The easy-to-use ‘Student guide to awarding: summer 2021’ – published today by the qualifications regulator – is written for students. It complements the materials that have already been published for teachers.
It also contains important advice on where students in England and their families can go for more information and support, including with mental health concerns.
The guide reminds students, parents and carers not to put teachers under pressure over grading.
It states: The government has said that many exams and assessments cannot be held fairly this year as a result of the disruption students have faced due to the pandemic.
Your teachers will instead submit grades to the exam boards, based on their assessment of what you have shown you know and can do, enabling you to progress to the next stage of your education, training, or employment.
Interim Chief Regulator Simon Lebus said:
“The arrangements we have put in place offer the fairest way forward and it is important that students, parents and the wider public have confidence in this year’s process.
Students this year will only be assessed on what they have been taught – because of differing levels of lost learning due to COVID-19-related disruption.
The arrangements follow a public consultation in January which attracted more than 100,000 responses – mainly from students, parents, carers and teachers.”

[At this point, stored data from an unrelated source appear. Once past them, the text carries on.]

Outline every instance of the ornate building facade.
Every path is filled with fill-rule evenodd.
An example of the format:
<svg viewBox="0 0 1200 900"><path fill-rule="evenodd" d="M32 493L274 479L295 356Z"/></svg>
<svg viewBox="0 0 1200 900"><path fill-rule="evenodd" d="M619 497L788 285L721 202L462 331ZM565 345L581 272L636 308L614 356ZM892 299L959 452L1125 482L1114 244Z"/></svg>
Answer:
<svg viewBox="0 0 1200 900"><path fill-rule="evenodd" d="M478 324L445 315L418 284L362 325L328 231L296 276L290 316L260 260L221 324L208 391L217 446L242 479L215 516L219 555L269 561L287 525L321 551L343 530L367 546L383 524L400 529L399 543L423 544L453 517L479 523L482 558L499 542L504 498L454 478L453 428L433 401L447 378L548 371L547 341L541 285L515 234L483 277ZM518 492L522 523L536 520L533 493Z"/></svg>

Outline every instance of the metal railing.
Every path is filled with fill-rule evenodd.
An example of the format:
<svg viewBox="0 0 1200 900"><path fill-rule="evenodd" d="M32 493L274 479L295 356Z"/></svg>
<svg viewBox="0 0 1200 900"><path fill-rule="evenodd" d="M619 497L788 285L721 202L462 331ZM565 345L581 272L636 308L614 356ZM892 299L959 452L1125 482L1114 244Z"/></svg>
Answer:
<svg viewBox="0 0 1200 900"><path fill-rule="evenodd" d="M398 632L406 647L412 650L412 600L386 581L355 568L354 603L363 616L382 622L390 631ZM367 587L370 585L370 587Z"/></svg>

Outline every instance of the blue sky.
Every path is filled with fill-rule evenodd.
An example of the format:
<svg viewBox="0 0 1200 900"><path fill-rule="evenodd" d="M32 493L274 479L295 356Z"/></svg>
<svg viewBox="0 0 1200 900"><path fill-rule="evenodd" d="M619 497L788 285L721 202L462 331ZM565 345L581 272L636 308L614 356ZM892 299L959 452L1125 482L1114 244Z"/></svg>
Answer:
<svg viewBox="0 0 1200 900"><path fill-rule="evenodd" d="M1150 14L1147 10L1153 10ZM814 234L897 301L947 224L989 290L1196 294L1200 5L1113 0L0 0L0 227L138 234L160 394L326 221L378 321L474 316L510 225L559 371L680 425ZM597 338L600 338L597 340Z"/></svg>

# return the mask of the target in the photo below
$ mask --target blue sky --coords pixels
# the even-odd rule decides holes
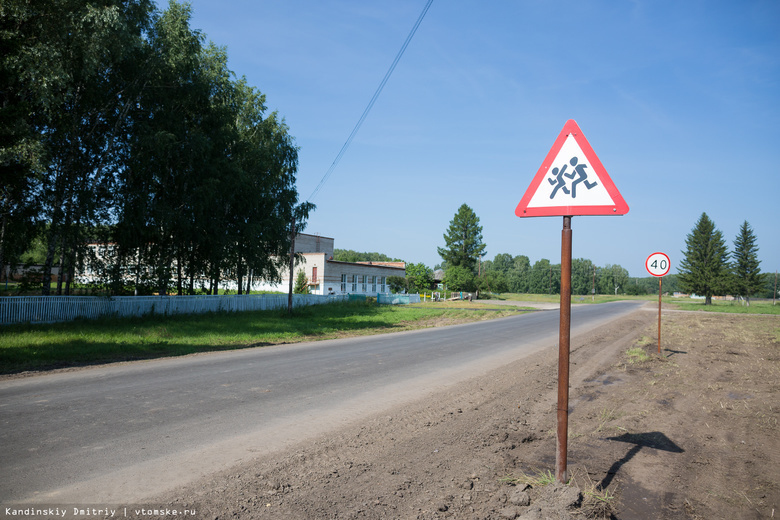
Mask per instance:
[[[193,0],[193,28],[267,96],[300,147],[308,199],[425,0]],[[647,276],[706,212],[747,220],[780,269],[780,2],[434,0],[327,183],[306,232],[433,267],[458,207],[486,259],[560,262],[562,218],[515,207],[574,119],[630,207],[574,217],[573,256]]]

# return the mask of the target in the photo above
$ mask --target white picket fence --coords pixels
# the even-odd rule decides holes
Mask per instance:
[[[294,294],[293,307],[346,301],[348,296]],[[147,314],[265,311],[287,307],[286,294],[234,296],[2,296],[0,325]]]
[[[420,303],[419,294],[377,294],[376,302],[382,305],[406,305]]]

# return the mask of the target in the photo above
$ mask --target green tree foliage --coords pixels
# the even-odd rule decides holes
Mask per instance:
[[[628,271],[619,265],[607,264],[596,273],[596,292],[599,294],[627,294]]]
[[[598,267],[591,260],[575,258],[572,260],[572,294],[591,294],[594,268],[597,294],[624,294],[629,290],[632,294],[647,294],[658,290],[657,280],[656,288],[652,288],[652,277],[648,283],[643,279],[634,279],[638,281],[630,288],[634,281],[629,279],[628,271],[620,265],[607,264],[605,267]],[[480,291],[532,294],[560,292],[561,266],[552,265],[544,258],[531,266],[525,255],[512,257],[507,253],[499,253],[492,261],[482,262],[482,273],[477,280]],[[640,281],[641,288],[637,285]]]
[[[59,293],[91,230],[110,218],[110,188],[121,167],[152,3],[8,0],[2,9],[0,19],[9,22],[2,38],[12,49],[3,72],[14,77],[10,85],[3,80],[10,87],[3,112],[14,119],[14,138],[3,143],[2,155],[30,152],[26,161],[12,159],[21,168],[13,185],[34,194],[37,220],[48,222],[43,279],[58,255]]]
[[[496,269],[482,273],[476,279],[477,289],[480,293],[505,293],[509,292],[509,283],[506,275]]]
[[[293,286],[294,294],[309,294],[309,279],[306,277],[306,273],[301,270],[295,276],[295,286]]]
[[[460,266],[472,273],[476,272],[477,260],[485,254],[482,243],[482,226],[479,217],[468,205],[463,204],[450,221],[444,234],[445,247],[437,248],[439,256],[450,268]]]
[[[314,209],[297,147],[190,17],[175,1],[0,5],[0,264],[39,235],[44,279],[55,263],[73,279],[97,241],[117,292],[279,280],[290,222]]]
[[[487,264],[487,262],[485,262]],[[515,259],[509,253],[499,253],[493,258],[490,269],[495,269],[499,273],[507,274],[515,268]]]
[[[724,291],[727,284],[729,255],[723,233],[702,213],[685,245],[680,284],[683,290],[704,296],[705,305],[711,305],[712,296]]]
[[[390,286],[390,292],[394,294],[407,290],[407,280],[403,276],[388,276],[387,285]]]
[[[528,292],[557,294],[561,290],[561,266],[552,265],[546,258],[534,262],[528,273]]]
[[[474,272],[462,265],[451,265],[444,272],[444,284],[450,291],[475,291],[477,289]]]
[[[512,269],[506,273],[509,291],[514,293],[531,292],[529,289],[529,275],[531,261],[525,255],[518,255],[512,260]]]
[[[571,261],[571,293],[591,294],[596,277],[595,266],[590,260],[574,258]]]
[[[410,293],[421,293],[433,287],[433,269],[422,262],[406,264],[406,288]]]
[[[210,81],[216,74],[207,69],[218,65],[205,59],[202,36],[189,28],[190,15],[189,7],[171,3],[152,27],[148,83],[133,113],[128,167],[118,190],[122,206],[116,238],[122,256],[115,265],[124,264],[125,255],[139,254],[139,263],[148,266],[150,282],[160,294],[168,290],[174,262],[177,269],[186,269],[187,260],[192,260],[180,253],[194,234],[201,231],[209,237],[199,251],[207,260],[214,261],[213,253],[223,245],[224,227],[190,227],[206,211],[199,203],[207,200],[213,204],[209,216],[222,216],[215,204],[220,197],[217,180],[208,174],[218,168],[214,160],[223,143],[219,135],[213,142],[209,139],[209,126],[227,127],[219,119],[224,114],[212,109],[210,96],[211,88],[226,95],[226,85]]]
[[[31,45],[41,29],[36,14],[43,0],[0,3],[0,266],[15,264],[38,232],[43,148],[36,128],[39,84],[26,79],[36,70]],[[41,79],[48,79],[43,77]],[[4,273],[3,273],[4,275]]]
[[[676,274],[667,274],[664,276],[662,280],[662,290],[664,294],[674,294],[677,291],[681,291],[680,276]],[[632,295],[658,294],[658,278],[655,276],[627,278],[623,292]]]
[[[763,276],[764,278],[764,286],[761,290],[761,295],[764,298],[772,298],[774,300],[777,299],[777,271],[774,273],[766,273]]]
[[[760,291],[765,285],[759,263],[756,236],[753,233],[753,228],[745,221],[734,240],[731,269],[734,295],[745,298],[748,305],[750,305],[750,296]]]
[[[633,282],[629,282],[628,286],[625,289],[626,294],[630,294],[632,296],[642,296],[648,293],[647,287],[645,284],[640,284],[638,282],[638,278],[635,278]]]
[[[359,253],[352,249],[334,249],[333,259],[338,262],[403,262],[382,253]]]

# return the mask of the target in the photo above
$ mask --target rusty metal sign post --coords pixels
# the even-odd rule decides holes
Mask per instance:
[[[580,127],[573,119],[569,119],[515,209],[518,217],[563,217],[558,332],[558,435],[555,455],[555,478],[558,482],[568,480],[571,219],[576,215],[626,213],[628,204]]]
[[[669,273],[672,264],[666,253],[653,253],[645,260],[645,269],[658,277],[658,355],[661,355],[661,296],[663,296],[663,279]]]
[[[563,217],[561,231],[561,320],[558,330],[558,435],[555,478],[568,480],[566,465],[569,445],[569,356],[571,337],[571,216]]]
[[[661,296],[664,293],[662,277],[658,277],[658,355],[661,355]]]

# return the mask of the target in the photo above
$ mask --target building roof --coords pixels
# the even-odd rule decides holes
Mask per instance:
[[[331,264],[343,264],[343,265],[360,265],[365,267],[376,267],[383,269],[398,269],[400,271],[406,271],[405,262],[342,262],[340,260],[328,259],[328,263]]]
[[[406,262],[354,262],[363,265],[379,265],[382,267],[402,267],[406,269]]]

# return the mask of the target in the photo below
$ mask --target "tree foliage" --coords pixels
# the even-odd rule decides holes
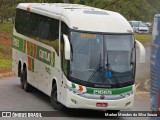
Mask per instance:
[[[75,0],[74,3],[116,11],[128,20],[152,21],[154,14],[160,12],[159,0]]]
[[[75,3],[121,13],[128,20],[152,21],[160,13],[159,0],[0,0],[0,19],[13,18],[18,3]]]

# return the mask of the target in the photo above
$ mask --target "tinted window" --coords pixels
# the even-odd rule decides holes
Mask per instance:
[[[52,46],[59,54],[59,20],[17,9],[18,33]]]
[[[30,30],[30,13],[17,9],[15,28],[18,33],[28,35]]]

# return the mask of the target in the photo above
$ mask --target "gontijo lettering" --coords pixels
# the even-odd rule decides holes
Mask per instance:
[[[51,61],[51,54],[47,53],[46,51],[39,50],[39,57],[50,62]]]

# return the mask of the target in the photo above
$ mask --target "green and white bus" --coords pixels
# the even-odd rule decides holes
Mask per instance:
[[[134,101],[136,45],[119,13],[78,4],[20,3],[13,30],[13,71],[55,109],[127,110]],[[31,87],[32,86],[32,87]]]

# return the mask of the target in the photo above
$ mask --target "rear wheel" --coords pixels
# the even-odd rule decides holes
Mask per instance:
[[[56,84],[54,84],[52,87],[51,104],[52,104],[52,107],[56,110],[62,110],[64,108],[64,106],[61,103],[59,103],[57,100],[57,86],[56,86]]]
[[[20,73],[20,82],[22,89],[24,89],[23,71]]]
[[[21,86],[22,86],[22,88],[26,91],[26,92],[28,92],[28,91],[30,91],[31,90],[31,86],[30,86],[30,84],[27,82],[27,70],[26,69],[24,69],[23,70],[23,72],[22,72],[22,82],[21,82]]]
[[[18,63],[18,77],[21,77],[21,62]]]

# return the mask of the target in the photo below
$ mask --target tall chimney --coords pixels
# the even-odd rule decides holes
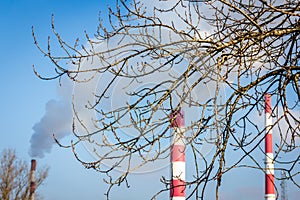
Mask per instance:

GCSEs, A levels and AS levels will be graded by teachers’ judgements using evidence from mocks, tests, coursework, or other work. They will be signed off by school, college, and department heads before going to the relevant exam board no later than 18 June.
Schools, colleges, and exam boards will then carry out quality assurance checks so that students, their parents, employers, and the wider public can have confidence in how this summer’s grades are determined. After grading, all centres will send samples of some students’ work to exam boards, which will carry out further checks at random or where there are concerns.
The new guide also outlines how students can appeal if they believe a grade is wrong. For most qualifications, students will have the option of sitting exams this autumn to improve their summer grade.
Arrangements for many vocational and technical qualifications follow similar principles, although assessments will still be needed for qualifications that require students to demonstrate occupational or professional competence or proficiency.
This is explained further in the guide and Ofqual’s qualification explainer tool. https://analytics.ofqual.gov.uk/apps/AllQualifications/summer2021tool/
The guide also contains advice for private candidates.